Nine black leaders warned the Justice Department yesterday that Chicago could explode with racial violence the way Miami, Chattanooga and Orlando have this summer.

"We told Justice that unless something is done to defuse it there's a classic case building up in Chicago," the Rev. Jesse Jackson, president of Operation PUSH, said at a news conference. "The entire scenario of a major urban explosion exists today in Chicago.

Jackson and eight other black leaders met yesterday for an hour and a half with Deputy Attorney General Charles Renfrew and Drew S. Days III, chief of the department's civil rights division, to discuss "eight or nine" subjects they said the black community is angry about. One was the recent fatal beating of a black man by three white policemen in Chicago.

"The dead man turned out to be mentally retarded and the three white policemen have been hired by the Teamsters union," Jackson said. "In one sense, I will measure the success of this meeting by what happens in Chicago."

Benjamin Hooks, executive director of the NAACP, said that the Justice Department is sending a representative to Chicago to take stock of the situation. Hooks said it is his hope that the department will seek charges against the three white policemen on federal civil rights offenses even while the city of Chicago and the state of Illinois decide how to deal with the incident.

"Dual prosecution is in order here," Hooks said. "The Justice Department needs to be make its presence felt in these cases, before the fact, during the fact and after it."

Besides Chicago, the black leaders discussed with Renfrew and Days the still-unsolved shooting of National Urban League president Vernon Jordan in June, the growing strength of the Ku Klux Klan, what they see as an increase in police brutality and the mounting uneasiness of black communities.

"We told them the anger out in the street is very great," said Carl Holman, president of the National Urban Coalition. "There's real anger, real growing resentment."

Hooks said he could not repeat what Renfrew told them about the Jordan shooting because it is an ongoing investigation but said he came away hopeful that the crime would be solved.

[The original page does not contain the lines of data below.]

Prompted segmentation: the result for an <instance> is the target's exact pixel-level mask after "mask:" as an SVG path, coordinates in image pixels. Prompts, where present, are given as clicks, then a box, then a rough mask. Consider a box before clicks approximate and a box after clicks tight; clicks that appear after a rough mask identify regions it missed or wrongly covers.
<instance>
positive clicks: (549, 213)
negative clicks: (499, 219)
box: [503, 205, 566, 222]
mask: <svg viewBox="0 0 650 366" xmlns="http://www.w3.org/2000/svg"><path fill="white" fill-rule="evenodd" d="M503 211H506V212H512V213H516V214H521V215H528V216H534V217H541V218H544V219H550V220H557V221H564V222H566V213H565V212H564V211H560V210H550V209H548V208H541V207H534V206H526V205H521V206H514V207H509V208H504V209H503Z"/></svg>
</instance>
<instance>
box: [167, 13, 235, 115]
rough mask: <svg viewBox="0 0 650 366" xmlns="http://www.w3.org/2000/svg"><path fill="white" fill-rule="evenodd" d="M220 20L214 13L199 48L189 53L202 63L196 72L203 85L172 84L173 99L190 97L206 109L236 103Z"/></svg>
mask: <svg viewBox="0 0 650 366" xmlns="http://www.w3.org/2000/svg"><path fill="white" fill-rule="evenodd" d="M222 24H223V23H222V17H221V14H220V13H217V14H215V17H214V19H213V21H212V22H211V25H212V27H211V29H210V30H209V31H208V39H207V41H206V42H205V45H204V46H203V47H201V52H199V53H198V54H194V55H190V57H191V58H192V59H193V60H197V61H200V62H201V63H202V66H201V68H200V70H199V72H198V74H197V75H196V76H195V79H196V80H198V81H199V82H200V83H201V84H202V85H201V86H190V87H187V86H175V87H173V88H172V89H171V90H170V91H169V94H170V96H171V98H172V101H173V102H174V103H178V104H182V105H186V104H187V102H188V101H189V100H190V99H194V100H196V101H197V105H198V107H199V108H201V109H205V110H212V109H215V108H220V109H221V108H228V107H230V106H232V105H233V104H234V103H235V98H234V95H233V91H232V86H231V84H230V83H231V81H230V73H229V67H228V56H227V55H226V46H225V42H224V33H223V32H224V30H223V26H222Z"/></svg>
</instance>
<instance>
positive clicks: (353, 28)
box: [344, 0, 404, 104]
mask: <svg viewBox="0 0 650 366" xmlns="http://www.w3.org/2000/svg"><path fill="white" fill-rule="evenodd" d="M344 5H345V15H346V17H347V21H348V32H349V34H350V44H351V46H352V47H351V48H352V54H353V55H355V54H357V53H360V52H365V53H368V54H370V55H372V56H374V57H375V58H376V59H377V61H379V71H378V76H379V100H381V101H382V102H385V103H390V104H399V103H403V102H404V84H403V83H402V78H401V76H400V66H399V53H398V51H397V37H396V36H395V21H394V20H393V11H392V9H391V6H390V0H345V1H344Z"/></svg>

"They made it clear that the Jordan case is the highest priority case in the FBI right now," Hooks said, "and I have faith that when the police are trying to find out what happened in the small town of Fort Wayne, Ind., on a given night that they will find out."

Hooks said that Renfrew and Days agreed that the strength of the Ku Klux Klan has grown but wondered what they could do about it. Hooks said Renfrew said the Klan is one of the risks a free society takes.

"The trouble is, Klansmen don't water pillowcases over their heads anymore," Hooks said. "They go to Duke and Harvard and to be frank with you I'm more afraid of Klansmen in three-piece Brooks Brothers suits than I am of the guys in the sheets."

Hooks said he felt the meeting at the department was frank and productive, with little of the visible anger he said the black leaders felt about things.

"It's not necessary to holler 'Black Power' and throw bricks to make our point," he said. "We've learned to disagree without being disagreeable."